2010 and 2011 Exhibits Exposiciones de 2010 y 2011

2011

The artists
Leidy Vanesa Vahos
Natalia Giraldo Giraldo
Maria Cecilia Cardona Gaviria
Tatiana Carolina de Los Rios Gaviria

If you type “Mujer” + “Medellín” in Google, most of the first 15 pages direct us as browsers worldwide to prostitution, mail-order brides and sex tours. In this exhibition, we seek to complicate these representations of women in Medellín by including diverse social, cultural, and physical contexts in which women build the city of Medellín.

This exhibition features photographs, video, written word and an interactive multi-media living room installation made by and about women who are Medellín’s community leaders, mothers and daughters, actors in armed conflict and peace workers in this city that has suffered successive cycles of violence.

More than 120 Emerson students in First Year Research Writing classes collaborated with PBM exhibits’ young emerging artists via Facebook and video-conference to bring the art and the artists to this exhibit.

2010

The artists
Estephanie Vásquez Gutiérrez
Isabel Cristina Hernández Gallego
Alexander Silva Carmona
Susana Uribe Madrid
César Augosto Muñoz Toro
Juan Pablo Soto Posada
Clara Elena Mojica Vélez
Natalia Isabel Pérez Villegas
Jorge Jaramillo Reyes
Nathalie Montoya Arango

For more than 4 decades, the most well known Boston-Medellín connection has been cocaine.
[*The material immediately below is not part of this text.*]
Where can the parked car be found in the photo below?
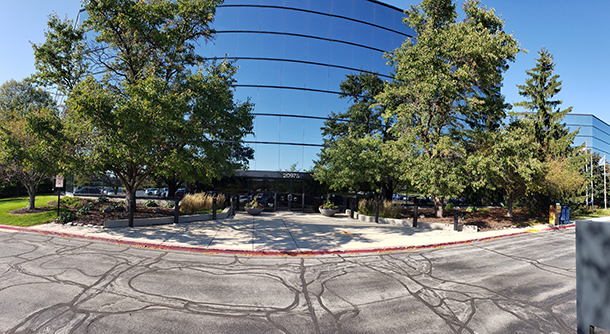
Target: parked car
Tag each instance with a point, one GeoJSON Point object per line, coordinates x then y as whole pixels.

We seek to create a more complicated, more accurate connection and image of Medellín: art and education as peace process. The main theme of the exhibit is “la vida cotidiana como fuerza de paz / everyday life as peace force.” We want youth to show their city in their own words and images. We do not seek to hide violence. Rather we believe that to show any city only through the lense of violence makes invisible to the world the efforts of our communities and families at everyday life as peace force. This invisibility is also a violence. It reduces Colombia and Colombians to nothing more than violence, poverty, and drugs. It makes it easy for us to fear this country, this city, “them.” Fear makes it easy for us to choose not to know. We, as citizens of our city, our country, our world, believe that we need more than just fear of each other; we need to see ways we are connected to each other. This is why we want to show you that in Medellín, violence is not the whole story. Bienvenido a Medellín.